Why is the training accuracy so low?
This is because your model is underfit. Few of the reasons for this could be,
- you might be using small learning rate.
- your model architecture is simple (small) and not big enough to recognize patterns from the data. Try increasing layers.
- try removing regularization if any.
As per the best of my knowledge and assumptions, I think following could be some of the reasons for validation accuracy to be higher than training accuracy. You might consider investigating in these areas.
The dataset domain might not be consistent? This means that there might be different types of images present in you dataset. For some images (or a type of images) the model is able to learn correctly (as a result ~ 50% accuracy on train set). And for the rest of the images the model is getting confused i.e. it is difficult for the model to recognize these other 50% images. And there might be a possibility that the particular type of images that are easier for model to recognize are present in the validation set. You can ensure that the domain of train and validation sets is same.
The dataset might not be properly split? This means the domain might be consistent but the dataset has imbalanced classes?
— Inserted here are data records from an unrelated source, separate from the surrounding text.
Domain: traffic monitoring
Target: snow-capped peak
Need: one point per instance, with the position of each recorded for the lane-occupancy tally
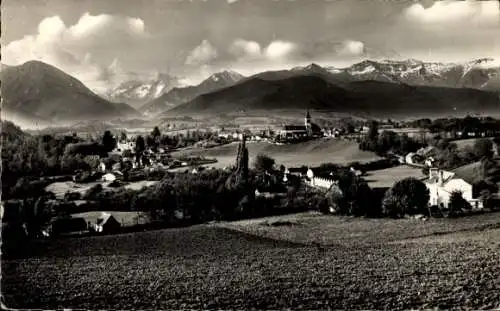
(226, 76)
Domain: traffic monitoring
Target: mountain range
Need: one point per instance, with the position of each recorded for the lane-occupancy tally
(319, 93)
(180, 95)
(138, 92)
(40, 93)
(481, 74)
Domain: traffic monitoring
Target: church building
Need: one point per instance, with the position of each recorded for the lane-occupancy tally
(308, 130)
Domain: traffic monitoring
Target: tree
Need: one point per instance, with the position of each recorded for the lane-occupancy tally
(496, 141)
(483, 148)
(407, 197)
(140, 145)
(373, 131)
(349, 128)
(123, 136)
(108, 141)
(264, 163)
(351, 196)
(457, 203)
(156, 133)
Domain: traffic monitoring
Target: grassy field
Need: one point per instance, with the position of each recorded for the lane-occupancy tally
(60, 188)
(126, 219)
(311, 153)
(313, 262)
(387, 177)
(462, 143)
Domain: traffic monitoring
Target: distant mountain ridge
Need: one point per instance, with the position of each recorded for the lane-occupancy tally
(180, 95)
(138, 92)
(317, 92)
(35, 91)
(482, 74)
There might be a possibility that the train set might contain some classes having more instances (majority classes) and some classes having very less instances (minority classes). Generally, model gets a hard time recognizing these minority classes, hence less train accuracy. And perhaps the validation set is containing only majority classes, which are very easy for the model to recognize.
What does it mean, that the validation accuracy of the pretrained algorith is so much higher as the other one? Does it mean the pretrained is two times better then the one trained from scratch?
Yes, it means given unseen 800 images to both of the models, the pretrained model predictions are two times better then the one trained from scratch.
Edited as per the suggestion from Nikos M.